Matilda Aslizadeh: Still Life

Still Life, 12’X12’ Video Installation, 3 minute continuous loop, 2012. Video Still

April 5 – May 26, 2012
Opening: Thursday, April 5, 5 – 8 p.m.
PARI NADIMI GALLERY
254 Niagara Street
Toronto, ON, M6J 2L8
T:416-591-6464
E: info@parinadimigallery.com

Pari Nadimi Gallery is pleased to announce a solo exhibition by Vancouver-based artist Matilda Aslizadeh.

This new body of work, comprised of one video installation of stop-motion animation and a series of photographs, pays homage to a sub-genre of 17th century Dutch still-life painting named Vanitas or Memento Mori: images that were meant to remind viewers of the frailty of the body, of the transience of life and mortality. The video depicts a dense still life in which multiple narratives of life’s waning are acted out. While some objects gradually decay, others are the victims of violence and surgical repairs. Others appear to grow younger or, like Dorian Gray, maintain their youth forever. The video focuses on the connection between our mortality and the concept of waiting—a concept premised on linear thinking and a chronological organization of the world. Similarly, in time-based works, the audience conventionally waits for an event to transpire, a gesture to occur, a narrative to unfold and to be fulfilled. The different fruit and plants included in the composition are shot separately against a green screen then composited together into an epic conglomeration of different temporalities.

The photographs focus on a smaller arrangement of fruit/flowers and depict the passage of time by the superimposition of two frames from the process of decay, the earlier one appearing in ghostly silver evoking a daguerreotype. The photographs also contain visual references to traditional symbols of mortality from Vanitas paintings: the nearly imperceptible trace of a human skull in the flesh of a rotting peach, plastic dollar-store toy insects devouring a banana, and more.

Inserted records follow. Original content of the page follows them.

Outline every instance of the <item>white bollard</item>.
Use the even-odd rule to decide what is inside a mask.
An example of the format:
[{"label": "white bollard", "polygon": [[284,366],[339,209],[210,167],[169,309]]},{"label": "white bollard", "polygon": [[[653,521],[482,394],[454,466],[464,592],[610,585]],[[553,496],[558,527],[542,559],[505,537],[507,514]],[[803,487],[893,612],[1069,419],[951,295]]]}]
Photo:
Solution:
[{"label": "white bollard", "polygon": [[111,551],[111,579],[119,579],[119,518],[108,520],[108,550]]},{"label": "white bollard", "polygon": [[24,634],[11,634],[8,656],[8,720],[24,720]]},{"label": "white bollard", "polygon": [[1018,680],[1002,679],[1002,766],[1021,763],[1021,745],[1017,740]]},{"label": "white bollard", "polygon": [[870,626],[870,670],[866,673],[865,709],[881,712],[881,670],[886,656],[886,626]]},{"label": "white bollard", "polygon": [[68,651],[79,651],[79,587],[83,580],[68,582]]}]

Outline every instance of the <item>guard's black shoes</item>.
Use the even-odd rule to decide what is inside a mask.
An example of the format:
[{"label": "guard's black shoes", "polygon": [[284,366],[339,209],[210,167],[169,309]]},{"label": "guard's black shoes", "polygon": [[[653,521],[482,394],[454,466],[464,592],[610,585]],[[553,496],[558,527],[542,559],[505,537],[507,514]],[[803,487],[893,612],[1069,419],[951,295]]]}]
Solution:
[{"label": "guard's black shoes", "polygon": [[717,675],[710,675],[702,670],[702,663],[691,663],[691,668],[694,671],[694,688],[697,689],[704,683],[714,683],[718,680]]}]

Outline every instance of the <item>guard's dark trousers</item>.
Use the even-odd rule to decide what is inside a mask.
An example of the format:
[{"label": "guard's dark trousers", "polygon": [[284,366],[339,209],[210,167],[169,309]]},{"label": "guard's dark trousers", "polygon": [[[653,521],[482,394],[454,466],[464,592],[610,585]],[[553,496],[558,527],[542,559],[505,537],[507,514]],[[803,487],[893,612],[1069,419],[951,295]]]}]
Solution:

Aslizadeh’s recent solo exhibitions includes “Phantom Smile” at Simon Fraser University Gallery, curated by Bill Jeffries (catalogue produced) Vancouver, Canada, and “Hero of Our Time” at La Centrale Galerie Powerhouse, Montreal, Canada.   Her video installation and photographs were part of a group exhibition, “Waiting For,” at Centre A, Vancouver, Canada (January 14 – February 25, 2012).  “Hero of Our Time,” one of  Aslizadeh’s  major video installations, has been included in a travelling exhibition, “Diabolique,” along with the works of artists Jake & Dinos Chapman, Dana Claxton, Douglas Coupland, Jeremy Deller, William Kentridge, Shirin Neshat (2009 to present).  Aslizadeh’s photographic works were part of a curated exhibition, “The Stalking of Absence,” at BTAP/ Tokyo Gallery, Tokyo, Japan (2010).